У того застала и Якова Короба, тестя Марфина.
— У владыки была, — сказала Настасья. — Плачется, что бедноваты дары у него для митрополита и великого князя.
— Мне давеча тоже жалились, — засмеялся Овин, погладив лысый затылок. — Он да Фотий его. У них в Вяжицком монастыре небось и десяток корабленников несметным богатством казались. От монашеской скупости как отвыкнешь враз?
— Пимен-то, бают, обобрал Софию подчистую, — осторожно произнесла Настасья, взглянув на Короба.
Тот пожал плечами:
— При мне не проговаривался.
— Сколько-то взял, конечно, — кивнул Овин. — При казне, да и не взять! Однако не голодают. Видал я ратников владычных, морды — хоть блины пеки!
— Как бы не получили по мордам-то, — буркнула Настасья.
Овин пристально взглянул на неё, прищурился:
— Ты, Настасья Ивановна, не тяни. Аль не знаю, зачем пришла, зачем к Феофилу хаживала?
— Хаживал и сам, — отпарировала Настасья. — Не затем ли, чтоб слово замолвить перед великим князем в случае чего?
Овин пропустил насмешку мимо ушей. Сказал спокойно:
— Горячись не горячись, а убытки нести придётся. Не отвертеться, хошь на Литву косись, хошь на Москву. По мне, так на Москву. На что Казимиру Новгороду Великому помогать! Посулам его веры нет.
Настасья успокоилась.
— И я Новгороду отделения от Руси православной не желаю. Коль сами не сумели смуту унять, пусть князь Иван уймёт. Да чтобы ведал, кто смутьяны у нас, а кто разумные, размирия не жаждущие.

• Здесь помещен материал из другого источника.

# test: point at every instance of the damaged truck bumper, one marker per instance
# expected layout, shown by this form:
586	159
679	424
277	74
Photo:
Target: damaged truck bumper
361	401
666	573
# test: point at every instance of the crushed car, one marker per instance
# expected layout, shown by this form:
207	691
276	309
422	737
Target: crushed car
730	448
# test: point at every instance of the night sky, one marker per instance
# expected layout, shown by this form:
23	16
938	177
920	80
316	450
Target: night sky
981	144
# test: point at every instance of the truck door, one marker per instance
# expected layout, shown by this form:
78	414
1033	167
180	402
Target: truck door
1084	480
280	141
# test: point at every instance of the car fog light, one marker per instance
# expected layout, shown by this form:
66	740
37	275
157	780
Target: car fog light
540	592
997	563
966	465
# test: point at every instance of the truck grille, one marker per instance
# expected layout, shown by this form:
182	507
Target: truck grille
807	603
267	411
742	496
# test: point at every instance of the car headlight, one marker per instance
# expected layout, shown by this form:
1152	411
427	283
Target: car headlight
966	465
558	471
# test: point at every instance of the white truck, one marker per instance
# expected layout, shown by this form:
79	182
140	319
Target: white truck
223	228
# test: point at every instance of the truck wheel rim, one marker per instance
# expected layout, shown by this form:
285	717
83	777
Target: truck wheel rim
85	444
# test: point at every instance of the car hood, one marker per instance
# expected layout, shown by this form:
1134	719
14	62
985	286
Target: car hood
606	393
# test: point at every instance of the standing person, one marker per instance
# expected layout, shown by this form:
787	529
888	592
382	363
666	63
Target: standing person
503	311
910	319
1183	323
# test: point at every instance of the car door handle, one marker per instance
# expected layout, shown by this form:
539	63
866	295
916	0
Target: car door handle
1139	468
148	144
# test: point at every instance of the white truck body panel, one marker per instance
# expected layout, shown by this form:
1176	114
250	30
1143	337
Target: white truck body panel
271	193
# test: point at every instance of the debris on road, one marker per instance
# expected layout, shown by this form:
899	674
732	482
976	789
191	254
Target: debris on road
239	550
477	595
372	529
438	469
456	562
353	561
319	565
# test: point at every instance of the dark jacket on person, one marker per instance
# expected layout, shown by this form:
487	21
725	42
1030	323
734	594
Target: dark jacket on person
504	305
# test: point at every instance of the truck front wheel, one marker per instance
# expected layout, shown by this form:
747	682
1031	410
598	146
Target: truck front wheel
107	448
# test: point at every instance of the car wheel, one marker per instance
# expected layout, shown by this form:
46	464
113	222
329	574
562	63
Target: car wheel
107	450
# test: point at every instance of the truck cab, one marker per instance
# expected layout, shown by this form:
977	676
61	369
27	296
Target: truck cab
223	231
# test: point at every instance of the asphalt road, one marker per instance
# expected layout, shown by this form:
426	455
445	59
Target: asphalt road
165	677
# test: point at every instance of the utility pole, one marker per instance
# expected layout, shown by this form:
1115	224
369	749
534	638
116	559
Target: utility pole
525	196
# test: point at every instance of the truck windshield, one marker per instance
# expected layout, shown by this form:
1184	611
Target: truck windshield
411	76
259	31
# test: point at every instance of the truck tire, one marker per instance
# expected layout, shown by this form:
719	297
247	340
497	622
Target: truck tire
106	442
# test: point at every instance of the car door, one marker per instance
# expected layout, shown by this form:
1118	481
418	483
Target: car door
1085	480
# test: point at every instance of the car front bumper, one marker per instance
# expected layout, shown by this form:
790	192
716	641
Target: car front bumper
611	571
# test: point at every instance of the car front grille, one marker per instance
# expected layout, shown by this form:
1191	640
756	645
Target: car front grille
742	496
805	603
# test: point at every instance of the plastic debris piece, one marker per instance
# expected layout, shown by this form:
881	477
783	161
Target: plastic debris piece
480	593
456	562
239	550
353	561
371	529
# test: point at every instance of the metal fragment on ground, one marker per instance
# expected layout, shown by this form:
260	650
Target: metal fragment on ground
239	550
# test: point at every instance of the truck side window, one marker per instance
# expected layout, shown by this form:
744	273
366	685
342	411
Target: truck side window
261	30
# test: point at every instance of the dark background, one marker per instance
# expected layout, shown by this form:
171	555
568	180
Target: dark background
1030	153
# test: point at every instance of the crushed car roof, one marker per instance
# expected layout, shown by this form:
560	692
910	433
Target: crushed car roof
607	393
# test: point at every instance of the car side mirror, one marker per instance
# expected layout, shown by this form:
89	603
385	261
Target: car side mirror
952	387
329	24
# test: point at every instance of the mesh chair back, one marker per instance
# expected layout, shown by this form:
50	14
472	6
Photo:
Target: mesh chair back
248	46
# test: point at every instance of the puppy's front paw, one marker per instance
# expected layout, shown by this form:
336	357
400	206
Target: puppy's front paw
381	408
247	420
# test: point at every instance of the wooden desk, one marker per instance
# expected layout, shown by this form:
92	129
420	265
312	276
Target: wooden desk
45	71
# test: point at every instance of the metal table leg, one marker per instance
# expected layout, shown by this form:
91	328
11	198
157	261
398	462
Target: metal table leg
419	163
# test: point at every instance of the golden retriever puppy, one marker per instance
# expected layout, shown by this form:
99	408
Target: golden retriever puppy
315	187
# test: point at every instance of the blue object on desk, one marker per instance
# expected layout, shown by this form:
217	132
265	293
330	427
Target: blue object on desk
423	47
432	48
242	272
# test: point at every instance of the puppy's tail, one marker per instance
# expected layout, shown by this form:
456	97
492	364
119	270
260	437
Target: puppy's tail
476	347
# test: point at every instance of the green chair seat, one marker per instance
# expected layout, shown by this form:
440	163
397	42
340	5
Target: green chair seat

— На Марфу намекаешь, — усмехнулся Овин и, заметив вскинутые брови Григорьевой, отмахнулся: — Не говори ничего. Знаю, что она тебе как в горле кость. Эх, Настасья Ивановна! «От Руси православной...» Начиталась «Словес»-то! А Дмитрия Исаковича Борецкого великий князь Московский Иван Васильевич своим боярином пожаловал, слыхала про то?
Настасья вытаращила глаза:
— Да возможно ли?..
— Яков Александрыч вон весть принёс.
Настасья впилась в Короба взглядом.
Тот озабоченно кивнул.
— Вот и думай над загадкой-то великокняжеской, насмешливо произнёс Овин. — Почто он за одно и то же и хулит, и жалует?..
Долго ещё не расходились великие бояре. До глубокой ночи горел подсвечник в горнице богатейшего новгородца Захарии Григорьевича Овина.